Back to Away With The Fairies, this is the 11th book in the Phryne Fisher series (previously reviewed here and here) and like the 10 before it there are are two story lines. The first storyline in this mystery is the fact that a well-known mystery author has died and Phryne takes a job at the local paper where the author worked to get to the bottom of it. The second storyline involves Lin Chung and the fact that he has gone missing. Do you see why Phryne figures out how much she loves him?
Both story lines are thrilling and could have easily been two separate books; however, with the way that Greenwood rights the two meshed together perfectly. The Lin Chung storyline carries over into the murder-mystery because Phryne is legitimately worried. Thankfully Phryne has help with the assistance of Mr. Butler, Dot–her maid, and her two drivers. She trusts everyone in her life and because of this they all help her to solve the mystery and Lin Chung’s disappearance (those darn pirates!)
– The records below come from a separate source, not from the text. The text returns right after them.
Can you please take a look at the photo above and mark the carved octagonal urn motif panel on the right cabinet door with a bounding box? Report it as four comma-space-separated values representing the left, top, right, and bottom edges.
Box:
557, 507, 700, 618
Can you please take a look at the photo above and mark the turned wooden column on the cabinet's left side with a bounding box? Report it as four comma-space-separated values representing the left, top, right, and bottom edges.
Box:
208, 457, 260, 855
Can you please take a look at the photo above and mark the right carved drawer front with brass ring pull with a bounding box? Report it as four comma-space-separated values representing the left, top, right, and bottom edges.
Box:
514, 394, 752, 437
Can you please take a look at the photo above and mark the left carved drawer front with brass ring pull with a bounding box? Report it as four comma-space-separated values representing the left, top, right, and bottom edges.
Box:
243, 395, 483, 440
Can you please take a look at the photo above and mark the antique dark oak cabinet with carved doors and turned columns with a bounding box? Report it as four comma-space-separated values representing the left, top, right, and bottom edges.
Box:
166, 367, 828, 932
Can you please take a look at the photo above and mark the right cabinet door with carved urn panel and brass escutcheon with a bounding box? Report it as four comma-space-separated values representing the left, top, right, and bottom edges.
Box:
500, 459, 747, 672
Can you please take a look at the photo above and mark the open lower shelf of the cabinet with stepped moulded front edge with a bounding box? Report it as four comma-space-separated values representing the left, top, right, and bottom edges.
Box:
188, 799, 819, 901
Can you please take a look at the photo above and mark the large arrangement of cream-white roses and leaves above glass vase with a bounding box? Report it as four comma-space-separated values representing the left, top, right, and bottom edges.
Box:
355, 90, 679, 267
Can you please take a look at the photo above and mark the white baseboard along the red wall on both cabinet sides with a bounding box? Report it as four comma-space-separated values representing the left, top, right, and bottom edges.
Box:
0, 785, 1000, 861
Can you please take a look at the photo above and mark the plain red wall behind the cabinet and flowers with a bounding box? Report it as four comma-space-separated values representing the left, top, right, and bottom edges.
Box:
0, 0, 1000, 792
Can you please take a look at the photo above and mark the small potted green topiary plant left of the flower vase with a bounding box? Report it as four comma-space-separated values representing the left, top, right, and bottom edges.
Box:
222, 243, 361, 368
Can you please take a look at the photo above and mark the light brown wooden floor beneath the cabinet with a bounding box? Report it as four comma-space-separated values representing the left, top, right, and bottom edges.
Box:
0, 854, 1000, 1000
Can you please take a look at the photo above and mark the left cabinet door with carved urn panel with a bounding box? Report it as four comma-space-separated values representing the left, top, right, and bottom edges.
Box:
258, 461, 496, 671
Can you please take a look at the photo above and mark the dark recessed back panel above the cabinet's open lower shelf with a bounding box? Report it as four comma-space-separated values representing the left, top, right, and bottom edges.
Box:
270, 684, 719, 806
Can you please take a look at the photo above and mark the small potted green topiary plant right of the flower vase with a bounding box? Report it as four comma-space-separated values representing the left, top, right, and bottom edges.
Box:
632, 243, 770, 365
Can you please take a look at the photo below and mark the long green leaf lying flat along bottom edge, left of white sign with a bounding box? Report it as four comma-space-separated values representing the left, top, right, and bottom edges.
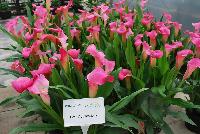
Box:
9, 123, 62, 134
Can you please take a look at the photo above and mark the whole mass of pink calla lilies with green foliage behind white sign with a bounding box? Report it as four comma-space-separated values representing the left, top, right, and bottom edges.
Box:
0, 0, 200, 134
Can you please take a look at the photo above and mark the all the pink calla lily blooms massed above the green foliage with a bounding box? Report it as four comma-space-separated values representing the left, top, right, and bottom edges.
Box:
6, 0, 200, 104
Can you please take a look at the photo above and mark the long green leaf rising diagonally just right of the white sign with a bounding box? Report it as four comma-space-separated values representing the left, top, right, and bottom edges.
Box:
109, 88, 148, 112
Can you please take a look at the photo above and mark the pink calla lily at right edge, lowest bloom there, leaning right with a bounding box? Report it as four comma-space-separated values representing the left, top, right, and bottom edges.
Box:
183, 58, 200, 80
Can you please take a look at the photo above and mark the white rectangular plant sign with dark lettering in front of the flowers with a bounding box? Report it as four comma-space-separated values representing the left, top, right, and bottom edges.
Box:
63, 97, 105, 127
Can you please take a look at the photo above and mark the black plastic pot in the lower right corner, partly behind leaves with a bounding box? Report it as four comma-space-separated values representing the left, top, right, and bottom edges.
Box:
185, 109, 200, 134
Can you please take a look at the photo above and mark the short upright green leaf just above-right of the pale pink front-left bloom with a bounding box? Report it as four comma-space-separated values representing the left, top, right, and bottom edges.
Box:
51, 69, 64, 85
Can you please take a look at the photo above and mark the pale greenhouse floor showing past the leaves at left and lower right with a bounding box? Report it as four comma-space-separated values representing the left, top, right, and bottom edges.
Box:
0, 20, 193, 134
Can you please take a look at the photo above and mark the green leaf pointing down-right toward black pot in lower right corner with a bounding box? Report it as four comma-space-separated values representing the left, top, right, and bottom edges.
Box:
169, 111, 196, 125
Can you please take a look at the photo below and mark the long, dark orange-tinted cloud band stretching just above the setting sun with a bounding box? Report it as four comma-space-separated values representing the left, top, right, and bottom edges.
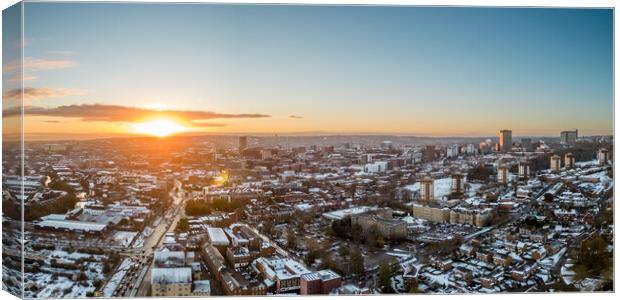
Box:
3, 104, 271, 127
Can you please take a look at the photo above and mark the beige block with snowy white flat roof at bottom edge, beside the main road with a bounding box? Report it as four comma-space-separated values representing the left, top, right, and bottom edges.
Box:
151, 267, 192, 297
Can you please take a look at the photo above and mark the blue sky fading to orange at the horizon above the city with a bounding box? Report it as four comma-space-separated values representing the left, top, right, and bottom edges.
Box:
3, 3, 613, 136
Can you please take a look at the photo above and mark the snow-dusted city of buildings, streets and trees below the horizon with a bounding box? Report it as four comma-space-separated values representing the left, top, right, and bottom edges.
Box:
2, 130, 614, 298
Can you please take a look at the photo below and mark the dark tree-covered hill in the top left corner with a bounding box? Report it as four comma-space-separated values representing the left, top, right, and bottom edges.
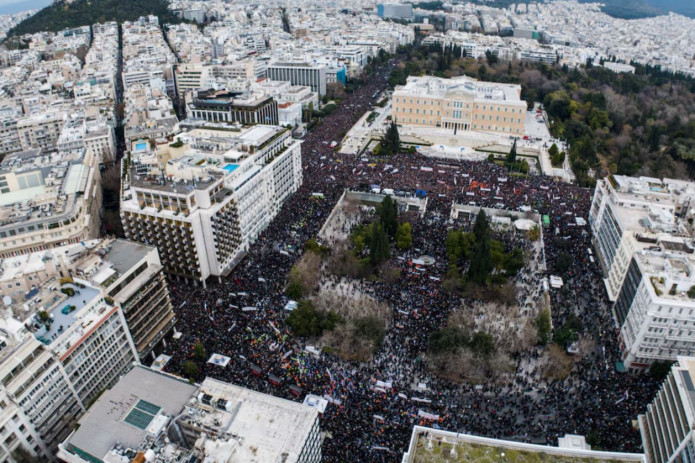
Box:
7, 0, 181, 37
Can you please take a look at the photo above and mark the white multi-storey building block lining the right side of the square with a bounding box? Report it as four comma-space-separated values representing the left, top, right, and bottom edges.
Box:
589, 175, 695, 368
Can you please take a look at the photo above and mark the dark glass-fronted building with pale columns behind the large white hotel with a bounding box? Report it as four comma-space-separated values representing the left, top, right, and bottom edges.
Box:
188, 90, 279, 125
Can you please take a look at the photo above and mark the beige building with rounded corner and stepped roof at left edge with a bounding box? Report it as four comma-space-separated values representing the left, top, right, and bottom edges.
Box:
0, 148, 102, 259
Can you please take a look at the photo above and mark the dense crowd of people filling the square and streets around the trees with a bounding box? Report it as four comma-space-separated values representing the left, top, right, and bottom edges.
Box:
164, 57, 656, 462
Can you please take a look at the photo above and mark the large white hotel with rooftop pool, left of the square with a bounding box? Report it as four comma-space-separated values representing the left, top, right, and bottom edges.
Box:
121, 125, 302, 285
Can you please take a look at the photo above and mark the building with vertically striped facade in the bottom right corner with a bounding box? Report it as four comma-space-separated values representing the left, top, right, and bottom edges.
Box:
639, 357, 695, 463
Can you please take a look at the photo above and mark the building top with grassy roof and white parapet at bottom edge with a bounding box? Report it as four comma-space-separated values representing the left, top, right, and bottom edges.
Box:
402, 426, 648, 463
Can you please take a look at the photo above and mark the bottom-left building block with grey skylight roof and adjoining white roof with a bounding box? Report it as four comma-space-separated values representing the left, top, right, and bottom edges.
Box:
58, 366, 321, 463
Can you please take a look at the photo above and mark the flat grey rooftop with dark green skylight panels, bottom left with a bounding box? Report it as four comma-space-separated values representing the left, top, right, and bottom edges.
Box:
65, 365, 197, 460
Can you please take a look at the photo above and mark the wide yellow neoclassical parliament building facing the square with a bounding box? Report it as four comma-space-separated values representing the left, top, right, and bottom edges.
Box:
392, 76, 527, 136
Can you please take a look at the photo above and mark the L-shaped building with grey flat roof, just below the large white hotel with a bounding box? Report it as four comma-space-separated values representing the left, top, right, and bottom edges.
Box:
0, 238, 176, 360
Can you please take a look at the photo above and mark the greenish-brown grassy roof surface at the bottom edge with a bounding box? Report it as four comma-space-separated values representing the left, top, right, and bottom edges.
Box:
412, 437, 640, 463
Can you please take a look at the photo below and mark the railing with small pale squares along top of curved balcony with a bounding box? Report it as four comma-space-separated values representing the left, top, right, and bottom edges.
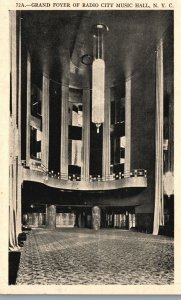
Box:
22, 161, 147, 182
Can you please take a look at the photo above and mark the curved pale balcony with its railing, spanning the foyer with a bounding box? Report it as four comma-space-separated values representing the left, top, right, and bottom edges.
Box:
22, 162, 147, 191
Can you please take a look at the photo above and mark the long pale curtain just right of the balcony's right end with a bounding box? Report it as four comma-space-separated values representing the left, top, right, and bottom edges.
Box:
153, 40, 164, 235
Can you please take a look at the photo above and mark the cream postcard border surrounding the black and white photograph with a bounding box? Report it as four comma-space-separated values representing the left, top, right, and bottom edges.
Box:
0, 0, 181, 295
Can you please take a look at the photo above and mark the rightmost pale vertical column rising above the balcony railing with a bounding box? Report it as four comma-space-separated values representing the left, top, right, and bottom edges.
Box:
125, 79, 131, 172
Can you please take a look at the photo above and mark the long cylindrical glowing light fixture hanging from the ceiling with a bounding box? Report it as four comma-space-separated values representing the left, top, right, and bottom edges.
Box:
92, 24, 108, 133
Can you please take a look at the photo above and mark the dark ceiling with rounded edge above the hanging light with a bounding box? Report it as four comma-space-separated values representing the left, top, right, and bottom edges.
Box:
21, 11, 173, 85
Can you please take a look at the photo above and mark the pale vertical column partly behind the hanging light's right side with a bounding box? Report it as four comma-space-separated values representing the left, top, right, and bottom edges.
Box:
102, 88, 111, 179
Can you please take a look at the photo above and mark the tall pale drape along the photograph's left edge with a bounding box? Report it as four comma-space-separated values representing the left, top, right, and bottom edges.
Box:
9, 11, 21, 251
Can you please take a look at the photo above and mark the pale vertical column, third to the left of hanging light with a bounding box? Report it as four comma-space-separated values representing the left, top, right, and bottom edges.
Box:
41, 75, 49, 169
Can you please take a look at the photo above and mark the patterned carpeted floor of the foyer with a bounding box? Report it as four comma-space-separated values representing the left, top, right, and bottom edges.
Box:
16, 228, 174, 285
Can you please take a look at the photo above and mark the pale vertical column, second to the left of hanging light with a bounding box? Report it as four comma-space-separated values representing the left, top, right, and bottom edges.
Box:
60, 85, 69, 179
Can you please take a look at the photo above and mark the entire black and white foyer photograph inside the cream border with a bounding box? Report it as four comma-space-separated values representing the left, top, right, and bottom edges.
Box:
7, 8, 174, 286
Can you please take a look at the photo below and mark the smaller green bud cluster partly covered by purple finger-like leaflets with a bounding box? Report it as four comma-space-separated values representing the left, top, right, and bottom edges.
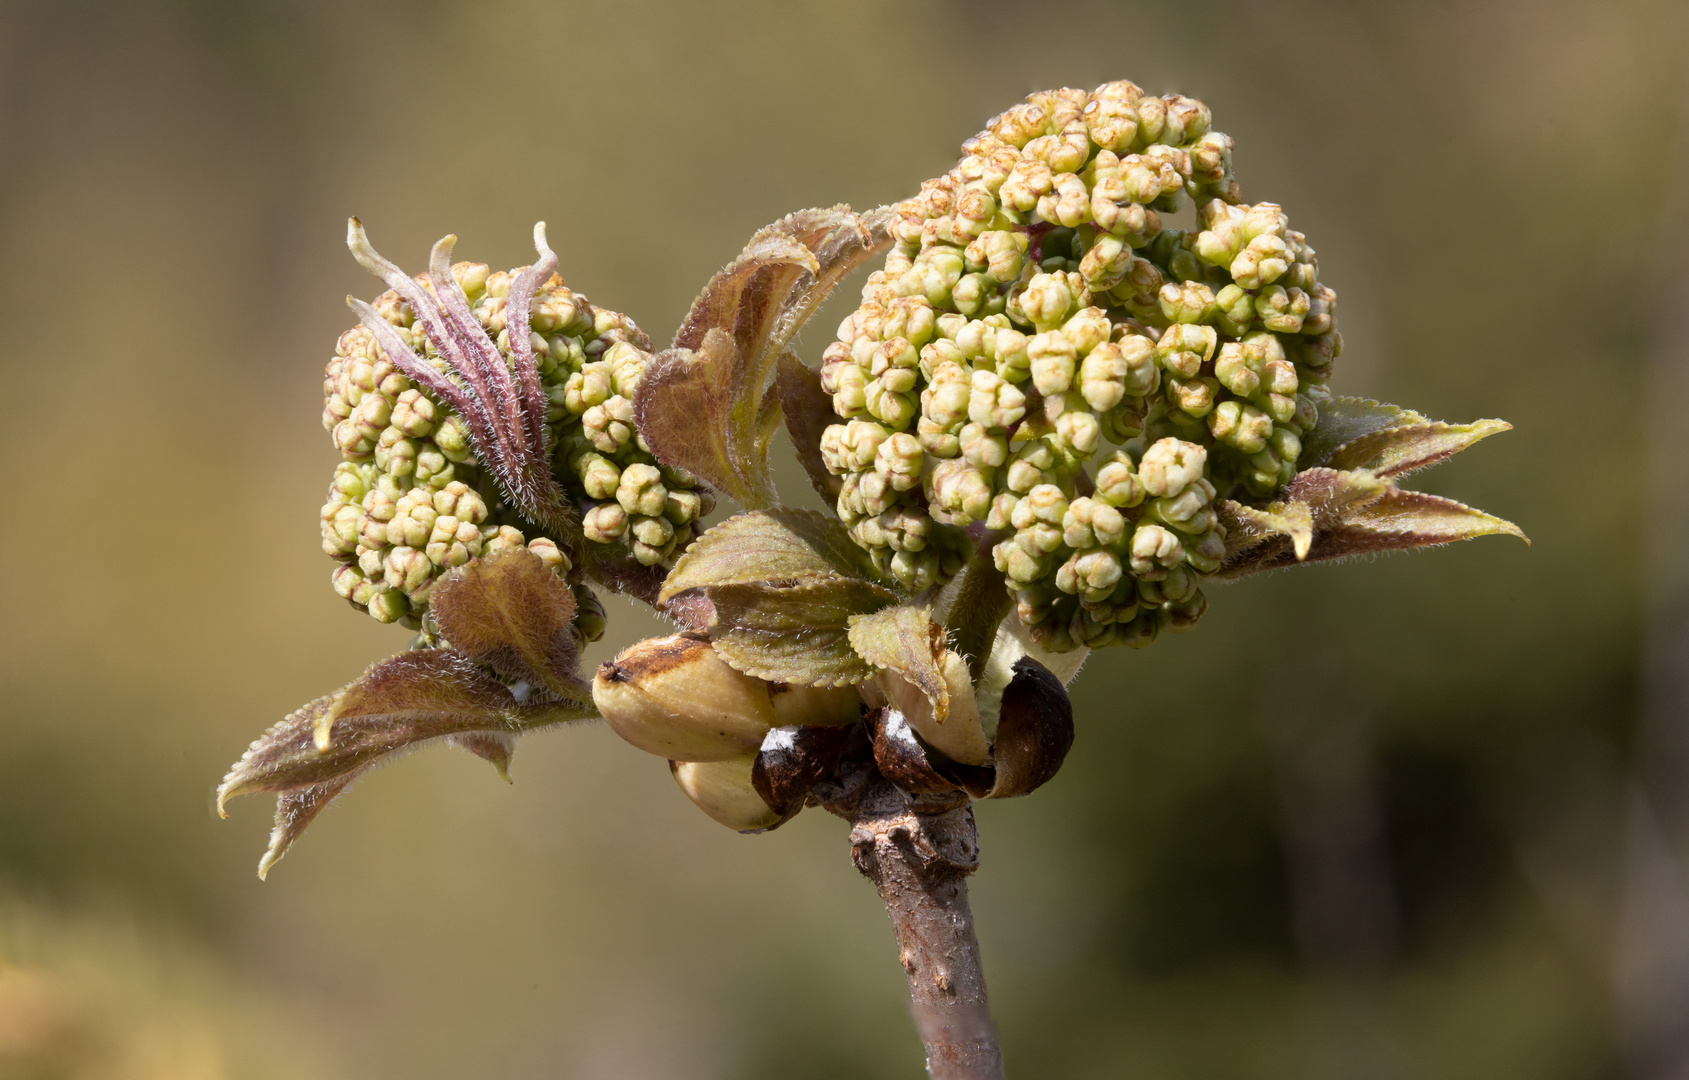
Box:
323, 262, 711, 625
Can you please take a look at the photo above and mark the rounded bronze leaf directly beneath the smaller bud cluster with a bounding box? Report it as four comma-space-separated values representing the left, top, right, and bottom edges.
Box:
429, 548, 591, 701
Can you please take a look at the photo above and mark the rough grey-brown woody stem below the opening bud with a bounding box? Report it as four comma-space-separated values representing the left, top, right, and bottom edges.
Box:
826, 766, 1003, 1080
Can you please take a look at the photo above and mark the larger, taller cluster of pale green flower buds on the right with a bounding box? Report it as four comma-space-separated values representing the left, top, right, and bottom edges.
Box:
821, 81, 1343, 649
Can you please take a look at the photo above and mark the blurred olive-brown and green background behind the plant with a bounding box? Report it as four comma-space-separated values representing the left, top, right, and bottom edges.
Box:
0, 0, 1689, 1080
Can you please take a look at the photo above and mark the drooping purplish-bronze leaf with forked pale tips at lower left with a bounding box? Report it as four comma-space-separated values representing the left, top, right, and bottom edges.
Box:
216, 649, 593, 877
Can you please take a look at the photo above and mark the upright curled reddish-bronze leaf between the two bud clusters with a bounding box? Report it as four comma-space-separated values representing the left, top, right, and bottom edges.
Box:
633, 206, 890, 509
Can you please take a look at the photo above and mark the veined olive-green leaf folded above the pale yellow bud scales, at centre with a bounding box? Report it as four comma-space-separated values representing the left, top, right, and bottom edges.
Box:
659, 507, 875, 603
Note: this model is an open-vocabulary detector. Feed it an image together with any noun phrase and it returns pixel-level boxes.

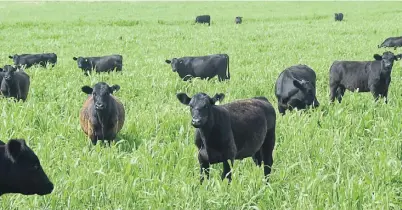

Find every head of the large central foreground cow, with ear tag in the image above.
[176,93,225,128]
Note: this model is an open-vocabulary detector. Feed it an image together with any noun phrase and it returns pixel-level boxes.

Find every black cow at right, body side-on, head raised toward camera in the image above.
[329,51,402,103]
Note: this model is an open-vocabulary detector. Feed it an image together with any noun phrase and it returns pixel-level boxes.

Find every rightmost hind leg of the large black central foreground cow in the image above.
[261,128,275,182]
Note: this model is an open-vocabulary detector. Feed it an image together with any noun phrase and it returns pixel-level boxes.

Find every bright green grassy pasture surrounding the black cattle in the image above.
[0,2,402,210]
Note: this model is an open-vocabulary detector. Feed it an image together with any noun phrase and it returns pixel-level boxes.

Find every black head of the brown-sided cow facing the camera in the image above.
[81,82,120,113]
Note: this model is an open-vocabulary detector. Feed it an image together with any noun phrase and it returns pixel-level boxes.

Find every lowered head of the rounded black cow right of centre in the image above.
[290,79,315,106]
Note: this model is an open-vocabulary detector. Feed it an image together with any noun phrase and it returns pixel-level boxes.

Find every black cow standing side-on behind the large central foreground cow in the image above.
[165,54,230,81]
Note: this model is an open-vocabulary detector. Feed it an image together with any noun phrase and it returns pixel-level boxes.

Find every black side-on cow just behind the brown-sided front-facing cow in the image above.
[73,55,123,76]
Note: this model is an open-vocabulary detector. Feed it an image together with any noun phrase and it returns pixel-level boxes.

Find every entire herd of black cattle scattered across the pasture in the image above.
[0,13,402,198]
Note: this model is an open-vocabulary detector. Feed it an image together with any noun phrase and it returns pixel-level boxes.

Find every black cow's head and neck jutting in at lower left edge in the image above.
[0,139,53,196]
Australian author Kerry Greenwood has outdone herself with the 11th novel in the Phryne Fisher series, Away with the Fairies. Suspenseful throughout, the novel deals with two unrelated mysteries: the murder of the twee Marcella Lavender and the disappearance of Phryne's lover, Lin Chung, while on a trip to his native China.
Miss Lavender wrote the agony aunt column for a magazine called The Women's Choice, which championed a more progressive role for women in society, as well as writing and illustrating a children's feature called "Hilda and the Fairies" for the same magazine. ("Hilda and the Fairies" was just as saccharine as you might imagine.) Phryne consents to act as temporary fashion editor to determine whether one of Miss Lavender's co-workers might have had cause to kill her. Phryne finds out that most of her co-workers -- and neighbors -- had reason to want the interfering biddy dead.
Meanwhile, Phryne also manages to track down Lin. Can Phryne come up with a daring rescue plan? You'll have to read to find out, but, if you're smart, you'll bet on the fabulous Phryne to get her man back! With the help of Phryne's devoted and dependable lady's maid and companion, Dot Williams, and her red-ragger dock worker friends, Cec and Bert, Phryne manages to solve both mysteries with her usual cleverness and aplomb.
Away with the Fairies has got to be one of the best books in the series. I devoured the novel in less than two days. You won't be able to put the book down either.
I don't know, between pirates and the women's magazine cast something about this one was extra enjoyable. I think maybe I just like the ones where Phryne's relationship with Lin Chung is a bit more centered. I also like her growing family, because I am a sucker for pretty much any and all found family stories.